Taylor defendía la libertad y los derechos de los estados, abogaba por una interpretación estricta de los términos de la Constitución contra la extralimitación federal y se oponía enérgicamente a los favores del gobierno y al proteccionismo, que calificaba como “el sistema más eficaz de tiranía practicable sobre las naciones civilizadas”.  

Las posiciones de Taylor se mantienen abandonadas hoy en día. El gobierno se ha convertido cada vez más en el proveedor de tratos especiales para unos a expensas de otros. Por ello, la obra de Taylor de 1822, Tyranny Unmasked, merece ser revisada.

La libertad política consiste únicamente en un gobierno constituido para preservar, no para destruir, la capacidad natural que tenemos de proveer para nuestro propio bien.

Los gobiernos capaces de hacerlo, sacrifican uniformemente el interés nacional en favor del propio.

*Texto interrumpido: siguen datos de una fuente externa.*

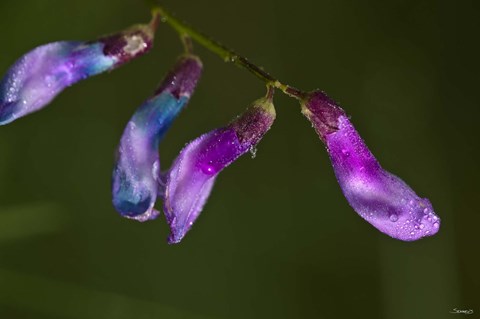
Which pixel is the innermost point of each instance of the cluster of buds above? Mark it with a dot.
(381, 198)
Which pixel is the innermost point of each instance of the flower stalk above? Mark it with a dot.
(225, 53)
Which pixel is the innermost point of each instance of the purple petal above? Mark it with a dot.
(192, 175)
(135, 181)
(381, 198)
(40, 75)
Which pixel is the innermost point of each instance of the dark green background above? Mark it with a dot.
(276, 239)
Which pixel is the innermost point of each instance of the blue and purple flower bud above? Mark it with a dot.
(40, 75)
(381, 198)
(192, 175)
(136, 176)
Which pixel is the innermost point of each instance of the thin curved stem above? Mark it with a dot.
(227, 54)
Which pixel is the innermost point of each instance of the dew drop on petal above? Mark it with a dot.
(393, 217)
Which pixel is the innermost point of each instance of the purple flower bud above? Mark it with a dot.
(192, 175)
(40, 75)
(135, 182)
(381, 198)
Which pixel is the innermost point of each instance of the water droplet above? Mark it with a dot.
(393, 217)
(253, 151)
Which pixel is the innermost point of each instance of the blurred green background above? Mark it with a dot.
(276, 239)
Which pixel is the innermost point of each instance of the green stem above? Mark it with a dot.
(228, 55)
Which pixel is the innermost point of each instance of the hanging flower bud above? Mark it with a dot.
(192, 175)
(381, 198)
(136, 174)
(40, 75)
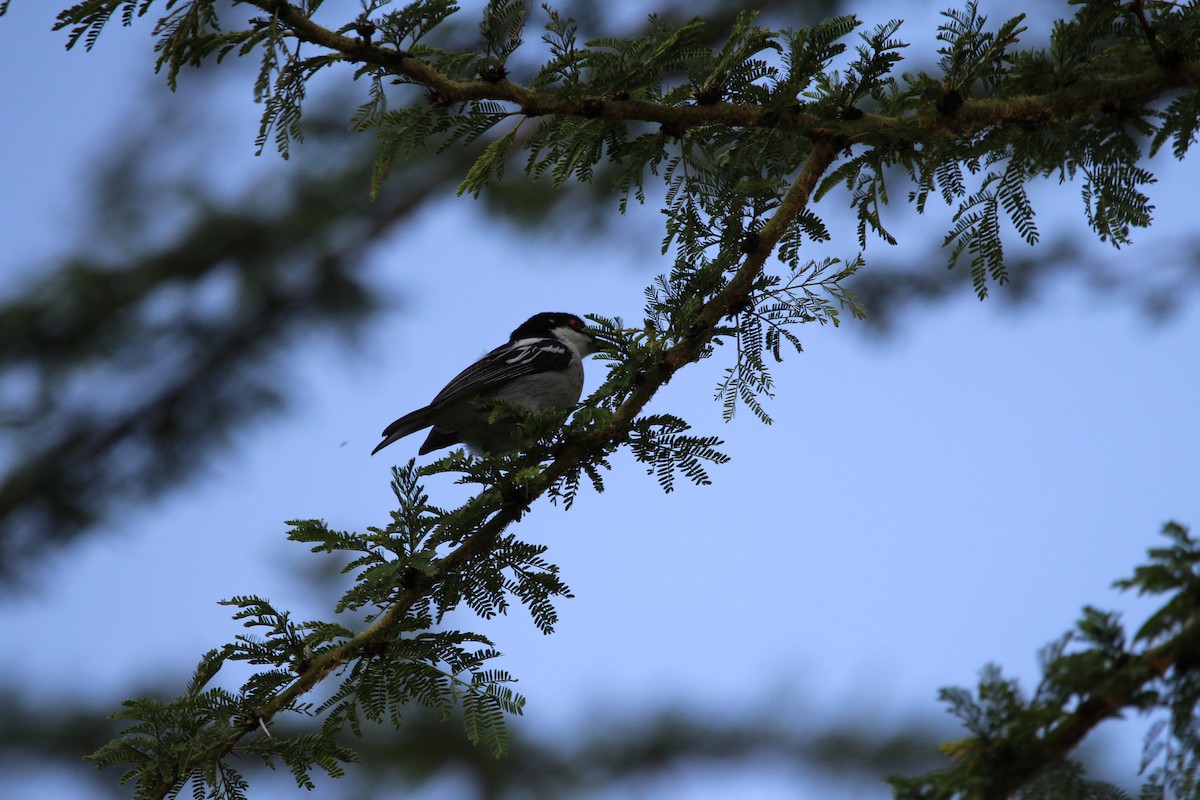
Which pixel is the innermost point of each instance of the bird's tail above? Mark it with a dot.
(411, 422)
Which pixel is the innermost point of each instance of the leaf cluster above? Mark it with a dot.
(1020, 741)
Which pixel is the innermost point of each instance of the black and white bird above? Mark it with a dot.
(540, 368)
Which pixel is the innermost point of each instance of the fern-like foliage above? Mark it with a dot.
(1017, 740)
(737, 136)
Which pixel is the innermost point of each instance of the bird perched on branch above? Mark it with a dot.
(540, 368)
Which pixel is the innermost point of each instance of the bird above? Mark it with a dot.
(540, 368)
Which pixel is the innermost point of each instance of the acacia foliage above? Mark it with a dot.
(739, 140)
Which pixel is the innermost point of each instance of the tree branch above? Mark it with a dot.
(576, 449)
(1045, 109)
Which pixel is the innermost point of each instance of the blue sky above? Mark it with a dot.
(922, 506)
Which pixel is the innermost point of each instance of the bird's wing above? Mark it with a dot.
(498, 367)
(502, 365)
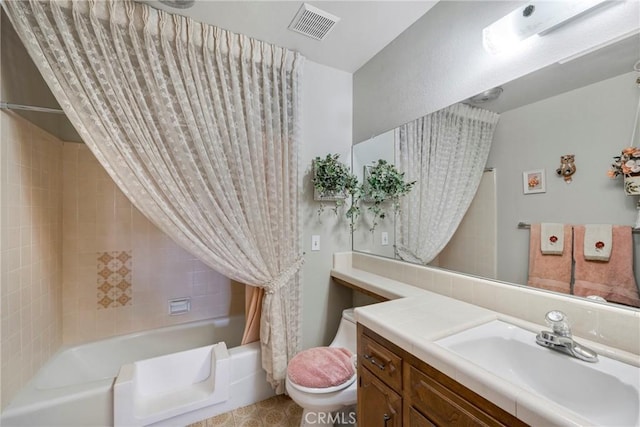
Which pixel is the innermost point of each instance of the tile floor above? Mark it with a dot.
(278, 411)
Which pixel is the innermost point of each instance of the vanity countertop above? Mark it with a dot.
(416, 318)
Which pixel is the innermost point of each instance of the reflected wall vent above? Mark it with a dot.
(313, 22)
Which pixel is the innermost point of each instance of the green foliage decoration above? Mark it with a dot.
(383, 183)
(333, 181)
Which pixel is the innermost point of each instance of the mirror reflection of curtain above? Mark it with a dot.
(198, 127)
(445, 153)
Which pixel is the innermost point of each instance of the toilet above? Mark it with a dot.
(321, 405)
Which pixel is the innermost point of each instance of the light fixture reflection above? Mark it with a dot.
(531, 19)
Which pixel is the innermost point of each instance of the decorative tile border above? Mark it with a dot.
(114, 279)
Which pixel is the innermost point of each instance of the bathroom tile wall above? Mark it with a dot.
(31, 256)
(119, 270)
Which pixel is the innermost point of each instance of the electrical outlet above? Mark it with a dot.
(315, 242)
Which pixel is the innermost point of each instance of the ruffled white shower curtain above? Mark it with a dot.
(198, 127)
(445, 153)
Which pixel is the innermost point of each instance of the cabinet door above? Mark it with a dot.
(416, 419)
(443, 406)
(378, 405)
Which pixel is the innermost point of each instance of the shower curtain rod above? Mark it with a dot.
(10, 106)
(526, 226)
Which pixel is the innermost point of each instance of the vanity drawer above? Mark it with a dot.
(381, 361)
(443, 406)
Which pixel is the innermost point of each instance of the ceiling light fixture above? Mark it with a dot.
(534, 18)
(178, 4)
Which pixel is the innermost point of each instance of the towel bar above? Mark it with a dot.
(526, 226)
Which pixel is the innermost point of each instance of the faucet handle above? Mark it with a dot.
(558, 322)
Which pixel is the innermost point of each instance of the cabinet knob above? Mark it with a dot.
(374, 362)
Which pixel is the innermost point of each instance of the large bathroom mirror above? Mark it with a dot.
(585, 107)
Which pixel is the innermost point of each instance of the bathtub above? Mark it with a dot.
(75, 387)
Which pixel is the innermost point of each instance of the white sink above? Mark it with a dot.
(606, 393)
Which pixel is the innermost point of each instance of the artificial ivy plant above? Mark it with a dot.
(383, 182)
(333, 181)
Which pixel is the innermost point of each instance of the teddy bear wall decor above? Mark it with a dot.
(567, 167)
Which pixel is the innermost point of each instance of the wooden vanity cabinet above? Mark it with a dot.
(397, 389)
(379, 382)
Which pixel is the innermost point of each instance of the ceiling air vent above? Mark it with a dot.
(313, 22)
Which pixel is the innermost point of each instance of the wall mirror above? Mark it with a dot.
(584, 106)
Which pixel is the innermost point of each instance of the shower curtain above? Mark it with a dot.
(445, 153)
(198, 126)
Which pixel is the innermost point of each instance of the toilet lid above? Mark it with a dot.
(322, 369)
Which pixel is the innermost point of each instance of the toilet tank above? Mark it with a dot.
(346, 336)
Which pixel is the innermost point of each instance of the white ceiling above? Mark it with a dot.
(365, 27)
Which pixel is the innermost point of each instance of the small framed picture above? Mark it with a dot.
(533, 181)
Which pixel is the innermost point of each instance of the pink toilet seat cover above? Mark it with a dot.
(321, 367)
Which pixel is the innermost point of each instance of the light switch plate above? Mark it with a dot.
(315, 242)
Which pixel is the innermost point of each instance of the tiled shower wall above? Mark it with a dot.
(119, 270)
(31, 267)
(78, 261)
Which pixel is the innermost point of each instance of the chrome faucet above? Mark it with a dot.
(560, 339)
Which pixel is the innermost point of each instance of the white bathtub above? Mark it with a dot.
(75, 387)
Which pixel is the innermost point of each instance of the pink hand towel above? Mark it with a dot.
(551, 272)
(613, 280)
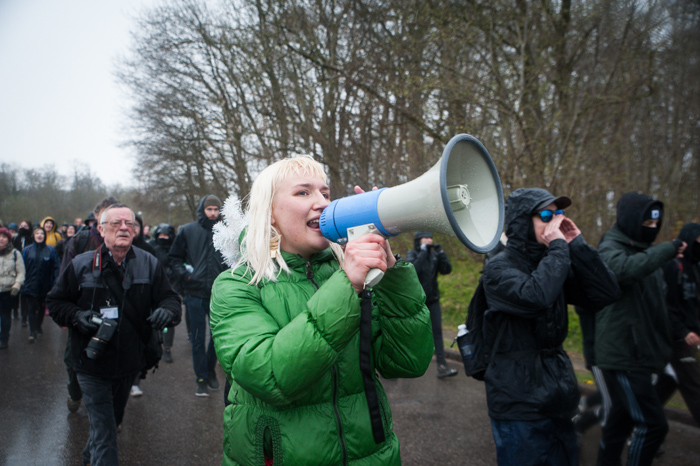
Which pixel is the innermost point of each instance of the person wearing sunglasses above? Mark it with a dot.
(531, 390)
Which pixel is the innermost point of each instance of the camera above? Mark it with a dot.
(99, 341)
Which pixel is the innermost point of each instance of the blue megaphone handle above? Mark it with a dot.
(349, 212)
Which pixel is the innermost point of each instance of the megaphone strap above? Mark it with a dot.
(366, 367)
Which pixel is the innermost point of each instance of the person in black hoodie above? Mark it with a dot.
(429, 259)
(194, 246)
(681, 276)
(531, 390)
(632, 335)
(163, 237)
(41, 264)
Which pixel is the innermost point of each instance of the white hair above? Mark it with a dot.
(103, 217)
(254, 251)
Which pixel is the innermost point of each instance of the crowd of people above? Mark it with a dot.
(302, 340)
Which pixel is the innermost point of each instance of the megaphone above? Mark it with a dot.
(460, 196)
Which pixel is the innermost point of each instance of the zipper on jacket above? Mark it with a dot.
(337, 415)
(310, 274)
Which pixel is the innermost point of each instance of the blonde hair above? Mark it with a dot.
(255, 248)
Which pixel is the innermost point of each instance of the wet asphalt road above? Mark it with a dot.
(439, 422)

Como ningún gobierno puede favorecer a una clase sino a expensas de otras… ¿No es acaso la discordia la consecuencia universal del poder fraudulento asumido por los gobiernos para asignar a las clases y a los individuos la indigencia o la riqueza?.

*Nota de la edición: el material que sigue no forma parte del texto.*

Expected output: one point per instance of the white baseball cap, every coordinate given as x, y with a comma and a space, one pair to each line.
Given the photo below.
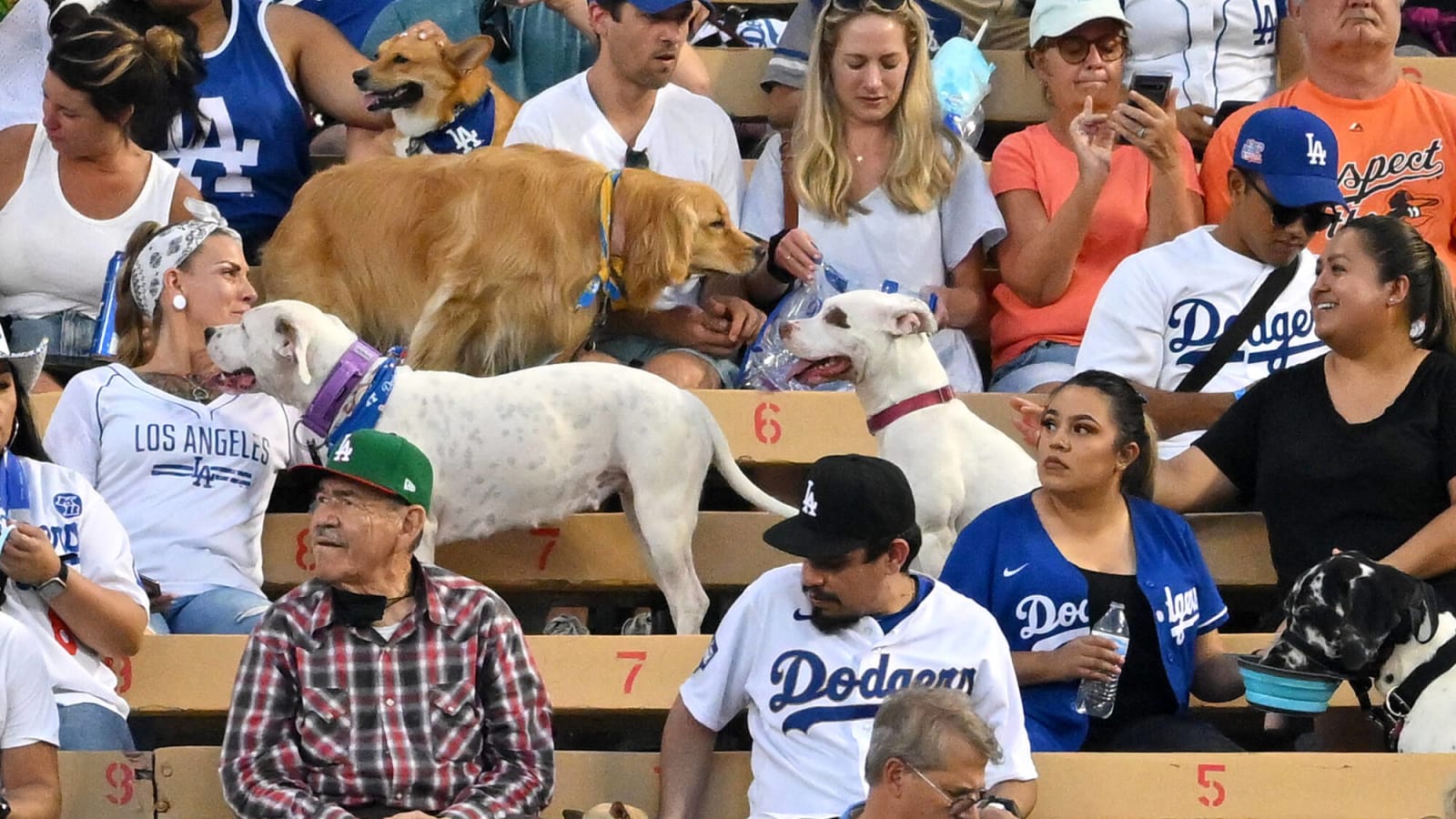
1056, 18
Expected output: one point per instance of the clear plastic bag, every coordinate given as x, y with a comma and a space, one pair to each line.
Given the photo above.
766, 365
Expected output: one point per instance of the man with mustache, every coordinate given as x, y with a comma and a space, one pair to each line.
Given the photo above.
385, 688
812, 652
1395, 136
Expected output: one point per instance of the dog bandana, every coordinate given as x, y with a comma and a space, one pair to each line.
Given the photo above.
609, 273
171, 248
470, 127
366, 413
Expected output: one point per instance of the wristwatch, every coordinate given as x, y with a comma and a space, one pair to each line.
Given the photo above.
1008, 804
53, 589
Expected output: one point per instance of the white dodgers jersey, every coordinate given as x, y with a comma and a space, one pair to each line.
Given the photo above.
812, 697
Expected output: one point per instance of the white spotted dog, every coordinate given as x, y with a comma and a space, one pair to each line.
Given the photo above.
513, 450
957, 464
1361, 620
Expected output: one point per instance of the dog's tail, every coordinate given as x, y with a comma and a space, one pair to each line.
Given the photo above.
728, 468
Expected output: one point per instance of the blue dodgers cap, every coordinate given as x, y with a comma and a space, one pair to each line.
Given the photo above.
1295, 153
659, 6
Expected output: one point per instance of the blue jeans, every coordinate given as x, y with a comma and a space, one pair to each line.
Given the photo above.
1040, 363
87, 726
216, 611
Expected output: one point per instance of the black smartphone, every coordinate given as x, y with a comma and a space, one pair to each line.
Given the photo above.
1229, 106
1152, 86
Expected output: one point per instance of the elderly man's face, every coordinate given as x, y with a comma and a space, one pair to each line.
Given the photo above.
356, 532
1340, 25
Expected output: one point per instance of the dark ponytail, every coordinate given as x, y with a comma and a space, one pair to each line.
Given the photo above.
153, 72
1133, 426
1398, 249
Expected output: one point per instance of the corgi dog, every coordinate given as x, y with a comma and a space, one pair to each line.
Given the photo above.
441, 96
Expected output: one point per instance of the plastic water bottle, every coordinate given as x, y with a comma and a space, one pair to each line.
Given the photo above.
1097, 698
926, 295
104, 339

Los pagos… extraídos para alimentar un gobierno opresivo u otorgar privilegios exclusivos… degeneran en una verdadera tiranía.

La única reciprocidad que producen [los favores legislativos] es entre los corruptores y los corruptos.

Si un hombre se pone de acuerdo con un gobierno para quitarle la propiedad a otro, la tiranía del acto no sería borrada por el poder de un cómplice.

La nación que imagina que… el gobierno puede, mediante disposiciones, convertir el fraude en honestidad, se apoya en una imposibilidad moral para la preservación de su libertad.

Los gobiernos, bajo la pretensión de supervisar los asuntos de los individuos… se enriquecen a sí mismos y a sus instrumentos de opresión.

El patrimonio extraído más allá de la línea de la frugalidad honesta se desvía uniformemente del fin de defender al de transferir la propiedad.

La riqueza de las naciones se asegura mejor permitiéndole a cada persona, siempre que se adhiera a las reglas de la justicia, perseguir su propio interés a su manera.

La libertad sólo puede ser preservada por un gobierno frugal y excluyendo los fraudes para transferir la propiedad de un hombre a otro.

¿Cómo se puede determinar la tiranía… si no es como algo que nos quita el dinero, transfiere nuestras propiedades y comodidades a quienes no las han ganado y se come los alimentos que pertenecen a otros?

La política de transferencia parece suponer que el público no tiene propiedad; y aunque las legislaturas no tienen ningún derecho moral o constitucional para dar la propiedad de un hombre a otro; sin embargo, al combinar la propiedad de todos los hombres bajo el apelativo de “pública”, adquieren el derecho moral y constitucional de dar la propiedad de todos los hombres a un solo hombre.

Hay dos tipos de economía política. Una consiste en un gobierno frugal, y el estímulo para que los individuos ganen, sufriendo para que usen; la otra en artificios para alimentar un gobierno extravagante, sus parásitos y partidarios, sus prebendas y privilegios exclusivos… [una] es la libertad; la otra es la tiranía

El gobierno… fundado en la supuesta necesidad de despojar a los hombres de su propiedad para preservar el orden social… termina invariablemente en el despotismo.

Un gobierno… capaz de oprimir, debe… ser débil para el objeto de preservar la libertad… Toda innovación que debilite las limitaciones y divisiones del poder, sólo capaz de fortalecer a un gobierno para el objeto de preservar la libertad, lo hace fuerte para el objeto de la opresión.

John Taylor de Caroline merece una atención renovada, particularmente por sus abrumadores argumentos derivados de lo que Joseph Stromberg denominó “el contraste entre aquellos cuya propiedad era la criatura de la fuerza política y el fraude y aquellos que ganaban su propiedad a través del trabajo productivo en el mercado libre”.

Como escribió F. Thornton Miller, “la mayor parte del mundo de Taylor ha desaparecido. Pero, con el continuo aumento del poder del gobierno federal y la búsqueda de políticas que beneficien a grupos específicos, los principios expuestos en Tyranny Unmasked son tan relevantes hoy como lo fueron en 1822″.